Gil wanted to stop her from speaking, wanted to stop her from going on, could tell this was becoming far too painful for her.

"That…was the last time I saw my mother…" Sara said in a sigh, "the neighbours heard everything…called 911…everything then…was a flurry of police officers, and social workers…in my head I can still hear the sirens…can still see the flashing of the lights outside of the police cars and the paramedics. I can still hear my mothers sobs as she watched me and my brother being taken away…"

Gil kissed her fingers again, he wanted to tell her how sorry he was but sorry just didn't make it better, didn't make anything better.

"Every time…I'm on a domestic abuse case…or a child abuse or molestation case…it all comes back…its like you said…trying to forget won't fix it…or make prevent it from coming back and haunting me…" she twined her fingers with his absently, and let out a soft sob, as finally the emotion she'd been trying to contain broke free.

Gil lay looking up at the ceiling, he could feel his eyes watering over, something he hadn't felt for a very long time was the intense pain that came to his head from trying to hold back tears.

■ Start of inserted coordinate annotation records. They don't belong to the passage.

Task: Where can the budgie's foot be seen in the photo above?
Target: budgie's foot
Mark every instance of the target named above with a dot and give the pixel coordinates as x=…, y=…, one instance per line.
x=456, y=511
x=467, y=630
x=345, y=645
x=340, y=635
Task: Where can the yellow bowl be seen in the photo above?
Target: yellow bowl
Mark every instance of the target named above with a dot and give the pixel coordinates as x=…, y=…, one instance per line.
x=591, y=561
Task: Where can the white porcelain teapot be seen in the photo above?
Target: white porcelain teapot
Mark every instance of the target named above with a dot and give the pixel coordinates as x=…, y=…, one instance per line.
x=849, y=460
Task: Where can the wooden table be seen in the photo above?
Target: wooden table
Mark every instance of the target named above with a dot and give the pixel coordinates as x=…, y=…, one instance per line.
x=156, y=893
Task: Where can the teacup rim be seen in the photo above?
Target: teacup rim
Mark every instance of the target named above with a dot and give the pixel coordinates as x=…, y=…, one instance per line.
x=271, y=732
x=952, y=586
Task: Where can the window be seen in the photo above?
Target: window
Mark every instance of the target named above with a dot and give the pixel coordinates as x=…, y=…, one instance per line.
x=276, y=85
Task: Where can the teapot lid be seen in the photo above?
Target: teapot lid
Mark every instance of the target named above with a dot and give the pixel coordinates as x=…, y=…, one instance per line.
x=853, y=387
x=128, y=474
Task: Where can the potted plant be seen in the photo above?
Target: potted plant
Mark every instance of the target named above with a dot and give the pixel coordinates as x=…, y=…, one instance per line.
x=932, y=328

One tear escaped, sliding down his left temple. And there it was. He was crying. He'd never cried for any woman, but here he was with Sara Sidle in his arms, and he was crying for her, for a childhood that had been stolen from her.

Sara never saw the tears in his eyes, never saw that tear escape. Gil wasn't sure what he might have felt if she had. Sara never raised her head to look at him, she cried upon his chest until the sobs faded and exhaustion dragged her into a dreamless sleep.

Gil didn't sleep that night. He wondered somberly, after what he'd heard, if he'd ever sleep again.


OOC again, yeah, I know. This was a hard chapter to write and yet it flowed out easy. Ah, I don't know.

Yeah, I know it isn't precisely in line with what happened in "Nesting Dolls". (We all add our little parts to fanfic, this is mine).

Thanks to the people who reviewed. I found 16 reviews in my inbox when I got online tonight. What a wonderful surprise. A few of them were even more than 2 lines long (I love those the best :) ) As per, I'll mention the names of the lovely reviewers in 64 :)

djkittycat: coffee CAN actually start and irritate migraines, it happens with me every so often, and my mothers best friend can't even drink coffee because it starts migraines (in fact, even eating cheese gives her migraines, lol). Sometimes coffee can help, but it depends on the person I guess.